Il soccorso, invece, mi venne da chi meno avrei potuto aspettarmelo.
Rimasto tutto quel giorno fuori di casa, verso sera, m’imbattei per combinazione in Pomino, che, fingendo di non accorgersi di me, voleva tirar via di lungo.
– Pomino!
Si volse, torbido in faccia, e si fermò con gli occhi bassi:
– Che vuoi?
– Pomino! – ripetei io più forte, scotendolo per una spalla e ridendo di quella sua mutria. – Dici sul serio?
Oh, ingratitudine umana! Me ne voleva, per giunta, me ne voleva, Pomino, del tradimento che, a suo credere, gli avevo fatto. Né mi riuscì di convincerlo che il tradimento invece lo aveva fatto lui a me, e che avrebbe dovuto non solo ringraziarmi, ma buttarsi anche a faccia per terra, a baciare dove io ponevo i piedi.
Ero ancora com’ebbro di quella gajezza mala che si era impadronita di me da quando m’ero guardato allo specchio.
– Vedi questi sgraffii? – gli dissi, a un certo punto. – Lei me li ha fatti!
– Ro… cioè, tua moglie?
– Sua madre!
E gli narrai come e perché. Sorrise, ma parcamente. Forse pensò che a lui non li avrebbe fatti, quegli sgraffii, la vedova Pescatore: era in ben altra condizione dalla mia, e aveva altra indole e altro cuore, lui.

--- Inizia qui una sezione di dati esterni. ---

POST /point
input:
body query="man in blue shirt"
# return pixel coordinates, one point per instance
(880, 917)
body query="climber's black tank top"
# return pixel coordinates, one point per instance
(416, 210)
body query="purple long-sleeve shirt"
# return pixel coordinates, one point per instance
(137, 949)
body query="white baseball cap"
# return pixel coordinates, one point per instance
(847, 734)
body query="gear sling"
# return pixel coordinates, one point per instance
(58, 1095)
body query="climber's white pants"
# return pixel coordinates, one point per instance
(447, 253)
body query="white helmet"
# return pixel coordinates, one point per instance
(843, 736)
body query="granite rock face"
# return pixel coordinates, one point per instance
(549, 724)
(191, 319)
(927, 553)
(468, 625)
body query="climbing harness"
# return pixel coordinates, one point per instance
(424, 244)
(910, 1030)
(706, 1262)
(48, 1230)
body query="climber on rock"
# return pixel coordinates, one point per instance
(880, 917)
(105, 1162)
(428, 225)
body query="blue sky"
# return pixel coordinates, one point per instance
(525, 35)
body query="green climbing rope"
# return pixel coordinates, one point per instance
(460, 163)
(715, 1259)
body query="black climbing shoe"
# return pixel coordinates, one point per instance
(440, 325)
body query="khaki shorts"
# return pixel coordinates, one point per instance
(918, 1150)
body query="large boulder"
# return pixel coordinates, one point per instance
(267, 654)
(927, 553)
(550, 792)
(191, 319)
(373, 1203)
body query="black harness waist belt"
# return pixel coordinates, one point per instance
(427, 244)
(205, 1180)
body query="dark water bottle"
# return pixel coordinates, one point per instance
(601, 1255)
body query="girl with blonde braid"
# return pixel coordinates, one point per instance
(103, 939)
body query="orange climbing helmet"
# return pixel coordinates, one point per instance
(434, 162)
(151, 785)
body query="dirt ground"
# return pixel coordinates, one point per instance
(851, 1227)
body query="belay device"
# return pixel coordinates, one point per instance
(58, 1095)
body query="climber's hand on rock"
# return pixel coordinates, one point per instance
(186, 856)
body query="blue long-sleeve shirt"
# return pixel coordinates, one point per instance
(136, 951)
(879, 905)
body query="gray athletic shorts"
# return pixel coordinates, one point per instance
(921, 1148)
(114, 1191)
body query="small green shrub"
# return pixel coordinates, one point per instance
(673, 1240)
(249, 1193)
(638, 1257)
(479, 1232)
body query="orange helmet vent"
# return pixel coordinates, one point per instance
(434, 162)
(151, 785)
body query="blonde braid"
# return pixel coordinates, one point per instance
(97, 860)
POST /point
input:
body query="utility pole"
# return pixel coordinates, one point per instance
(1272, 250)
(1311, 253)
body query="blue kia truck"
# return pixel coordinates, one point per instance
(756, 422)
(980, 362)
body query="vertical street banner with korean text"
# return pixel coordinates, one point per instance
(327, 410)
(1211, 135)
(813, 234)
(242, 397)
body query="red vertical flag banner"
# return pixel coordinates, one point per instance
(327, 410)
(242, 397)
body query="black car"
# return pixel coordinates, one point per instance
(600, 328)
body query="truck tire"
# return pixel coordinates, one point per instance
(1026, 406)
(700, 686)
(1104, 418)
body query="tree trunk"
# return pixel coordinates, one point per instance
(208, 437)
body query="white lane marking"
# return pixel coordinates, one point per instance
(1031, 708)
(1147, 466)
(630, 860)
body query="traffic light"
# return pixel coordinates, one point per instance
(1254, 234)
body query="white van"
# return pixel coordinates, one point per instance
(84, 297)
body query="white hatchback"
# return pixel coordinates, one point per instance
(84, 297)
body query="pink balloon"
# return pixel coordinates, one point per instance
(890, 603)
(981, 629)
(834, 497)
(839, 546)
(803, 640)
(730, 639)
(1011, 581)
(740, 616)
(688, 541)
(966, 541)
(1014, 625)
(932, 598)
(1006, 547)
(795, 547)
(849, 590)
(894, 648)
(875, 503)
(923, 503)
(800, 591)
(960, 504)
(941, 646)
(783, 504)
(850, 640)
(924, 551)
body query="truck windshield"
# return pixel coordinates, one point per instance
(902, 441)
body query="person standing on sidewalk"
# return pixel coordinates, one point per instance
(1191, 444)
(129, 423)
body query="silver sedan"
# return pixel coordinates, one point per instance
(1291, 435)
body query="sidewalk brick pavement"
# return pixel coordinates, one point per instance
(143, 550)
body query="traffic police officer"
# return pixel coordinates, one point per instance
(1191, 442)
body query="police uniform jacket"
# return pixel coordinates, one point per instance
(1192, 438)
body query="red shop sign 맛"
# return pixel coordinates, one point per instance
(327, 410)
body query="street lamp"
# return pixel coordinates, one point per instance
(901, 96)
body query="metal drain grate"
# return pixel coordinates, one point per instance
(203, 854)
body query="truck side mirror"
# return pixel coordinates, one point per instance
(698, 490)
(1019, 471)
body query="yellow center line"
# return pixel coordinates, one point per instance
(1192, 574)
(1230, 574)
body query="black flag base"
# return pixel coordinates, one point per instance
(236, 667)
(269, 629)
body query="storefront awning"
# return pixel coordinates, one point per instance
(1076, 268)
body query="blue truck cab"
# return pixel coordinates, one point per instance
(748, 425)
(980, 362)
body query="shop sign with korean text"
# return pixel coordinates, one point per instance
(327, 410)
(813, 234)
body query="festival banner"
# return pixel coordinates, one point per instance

Mi venne allora la tentazione di domandargli perché dunque, se veramente n’era così addogliato, non l’aveva sposata lui, Romilda, a tempo, magari prendendo il volo con lei, com’io gli avevo consigliato, prima che, per la sua ridicola timidezza o per la sua indecisione, fosse capitata a me la disgrazia d’innamorarmene; e altro, ben altro avrei voluto dirgli, nell’orgasmo in cui mi trovavo; ma mi trattenni. Gli domandai, invece, porgendogli la mano, con chi se la facesse, di quei giorni.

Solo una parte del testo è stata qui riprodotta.